Serving whatever the chef wants on Queen Anne

Presumably named for the soon-to-exist buddy sitcom starring Martin Lawrence and Jeremy Piven's increasingly chubby assistant, this casual 40-seater is the first resto from a local chef who decided to stop cooking for other people (Quinn's, Oddfellows) and start serving a constantly rotating menu of pretty much whatever he damn well pleases, so here's hoping dude is super into mystery-flavored Shark Bites. Read on, and you will be rewarded with knowledge of:

The Space: The casual, stained wood-heavy expanse maintains the cozy feel of the Bricco it replaced, and is split between a solid, geometric bar on one side, and a row of banquettes along a wall whose over-sized windows peer into a massive wine vault, also one of the signature events at the Rip Torn Olympics.

The Food: The modern eats menu boasts apps (Cavatelli Pasta w/ raclette & pork rinds, a curry/ cauliflower/ raisins/ Curry Shrimp combo), and mains like Beef Short Rib w/ potato puree, ricotta/ smoked tomato fondue Ravioli, and Pork Cheeks w/ spaetzle & King oyster, an ingredient that -- owing mostly to the fact that it's a mushroom -- really doesn't shuck.

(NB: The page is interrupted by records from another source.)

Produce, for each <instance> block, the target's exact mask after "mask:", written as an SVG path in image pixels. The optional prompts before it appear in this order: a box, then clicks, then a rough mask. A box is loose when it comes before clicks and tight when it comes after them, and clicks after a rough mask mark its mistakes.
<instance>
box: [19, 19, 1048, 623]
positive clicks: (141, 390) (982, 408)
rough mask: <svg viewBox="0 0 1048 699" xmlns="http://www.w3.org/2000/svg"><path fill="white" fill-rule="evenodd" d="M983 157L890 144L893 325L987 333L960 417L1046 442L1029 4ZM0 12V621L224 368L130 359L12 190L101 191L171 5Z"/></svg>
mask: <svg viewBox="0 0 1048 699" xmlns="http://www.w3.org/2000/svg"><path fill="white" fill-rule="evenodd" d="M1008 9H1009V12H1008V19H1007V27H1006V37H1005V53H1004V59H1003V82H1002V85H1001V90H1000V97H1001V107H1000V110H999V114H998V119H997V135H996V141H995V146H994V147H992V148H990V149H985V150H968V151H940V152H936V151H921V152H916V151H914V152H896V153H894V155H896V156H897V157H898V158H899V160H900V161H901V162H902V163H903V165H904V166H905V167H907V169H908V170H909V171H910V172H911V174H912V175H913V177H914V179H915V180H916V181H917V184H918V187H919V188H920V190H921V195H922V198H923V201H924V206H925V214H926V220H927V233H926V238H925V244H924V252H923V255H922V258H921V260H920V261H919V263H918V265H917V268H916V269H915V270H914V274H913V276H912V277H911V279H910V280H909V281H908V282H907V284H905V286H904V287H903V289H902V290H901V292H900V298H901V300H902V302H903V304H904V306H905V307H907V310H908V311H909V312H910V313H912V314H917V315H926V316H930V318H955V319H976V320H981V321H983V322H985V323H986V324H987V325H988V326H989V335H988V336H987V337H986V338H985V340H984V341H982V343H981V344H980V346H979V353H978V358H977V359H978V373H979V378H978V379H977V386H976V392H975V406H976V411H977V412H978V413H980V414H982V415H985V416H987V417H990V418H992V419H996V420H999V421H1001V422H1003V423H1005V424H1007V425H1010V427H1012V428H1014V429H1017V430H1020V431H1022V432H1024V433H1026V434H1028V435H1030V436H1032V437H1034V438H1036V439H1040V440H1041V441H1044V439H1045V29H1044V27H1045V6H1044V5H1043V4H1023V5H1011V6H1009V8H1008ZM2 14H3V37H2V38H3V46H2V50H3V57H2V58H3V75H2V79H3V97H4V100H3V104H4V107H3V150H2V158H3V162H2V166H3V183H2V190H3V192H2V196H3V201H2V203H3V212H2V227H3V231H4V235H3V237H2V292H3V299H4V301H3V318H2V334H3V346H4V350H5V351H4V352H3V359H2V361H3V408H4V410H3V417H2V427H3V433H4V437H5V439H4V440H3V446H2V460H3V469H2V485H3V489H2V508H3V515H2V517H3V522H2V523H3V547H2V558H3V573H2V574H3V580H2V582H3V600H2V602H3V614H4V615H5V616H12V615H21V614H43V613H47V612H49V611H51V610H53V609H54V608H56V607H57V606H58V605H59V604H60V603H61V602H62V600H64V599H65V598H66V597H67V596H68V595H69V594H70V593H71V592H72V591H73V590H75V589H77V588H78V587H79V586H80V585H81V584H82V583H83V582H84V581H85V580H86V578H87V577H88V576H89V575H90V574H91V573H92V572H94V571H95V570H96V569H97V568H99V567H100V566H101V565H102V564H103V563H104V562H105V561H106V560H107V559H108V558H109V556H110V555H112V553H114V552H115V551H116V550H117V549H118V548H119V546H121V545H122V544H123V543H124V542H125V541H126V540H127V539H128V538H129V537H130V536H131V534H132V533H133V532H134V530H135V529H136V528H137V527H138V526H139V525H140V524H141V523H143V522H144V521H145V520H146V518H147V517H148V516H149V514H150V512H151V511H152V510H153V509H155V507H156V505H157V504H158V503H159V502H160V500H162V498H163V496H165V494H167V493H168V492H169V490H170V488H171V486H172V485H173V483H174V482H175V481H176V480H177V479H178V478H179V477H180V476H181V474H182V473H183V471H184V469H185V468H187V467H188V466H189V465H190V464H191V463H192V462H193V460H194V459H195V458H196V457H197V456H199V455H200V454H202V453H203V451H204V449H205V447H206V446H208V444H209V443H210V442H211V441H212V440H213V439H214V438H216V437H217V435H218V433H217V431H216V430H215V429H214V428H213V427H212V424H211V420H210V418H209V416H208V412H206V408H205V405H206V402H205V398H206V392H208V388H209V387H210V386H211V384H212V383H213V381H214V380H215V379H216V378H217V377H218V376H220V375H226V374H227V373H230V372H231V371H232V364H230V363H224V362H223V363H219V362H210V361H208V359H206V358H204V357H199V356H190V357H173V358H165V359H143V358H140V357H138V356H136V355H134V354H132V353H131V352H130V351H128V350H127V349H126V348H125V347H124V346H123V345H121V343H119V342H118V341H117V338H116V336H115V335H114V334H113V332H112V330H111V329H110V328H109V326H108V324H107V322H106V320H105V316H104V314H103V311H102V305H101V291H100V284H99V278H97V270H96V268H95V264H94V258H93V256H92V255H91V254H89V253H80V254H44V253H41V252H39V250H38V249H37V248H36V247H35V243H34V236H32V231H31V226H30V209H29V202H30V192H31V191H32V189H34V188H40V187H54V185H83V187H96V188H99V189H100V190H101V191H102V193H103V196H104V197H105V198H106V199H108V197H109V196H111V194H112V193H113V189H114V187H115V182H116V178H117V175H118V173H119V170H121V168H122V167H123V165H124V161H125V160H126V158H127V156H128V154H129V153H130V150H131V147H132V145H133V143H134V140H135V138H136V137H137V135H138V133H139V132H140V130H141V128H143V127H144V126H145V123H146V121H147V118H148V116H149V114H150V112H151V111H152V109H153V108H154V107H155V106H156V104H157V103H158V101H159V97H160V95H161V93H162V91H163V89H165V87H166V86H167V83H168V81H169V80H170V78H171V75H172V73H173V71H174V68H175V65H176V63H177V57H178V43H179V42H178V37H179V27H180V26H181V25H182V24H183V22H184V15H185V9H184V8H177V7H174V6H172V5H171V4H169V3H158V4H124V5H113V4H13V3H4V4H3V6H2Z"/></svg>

The Wine: LM does do suds (a dozen craft brews by the bottle, two local numbers on draft), but there's also a massive wine list meant to compliment the edibles, including 16 by-the-glass offerings like a 2008 Semillon from Walla Walla's Beresan Winery, and the Yakima Red Blend from Olsen Estate, coincidentally something that's also been funded entirely by sitcoms.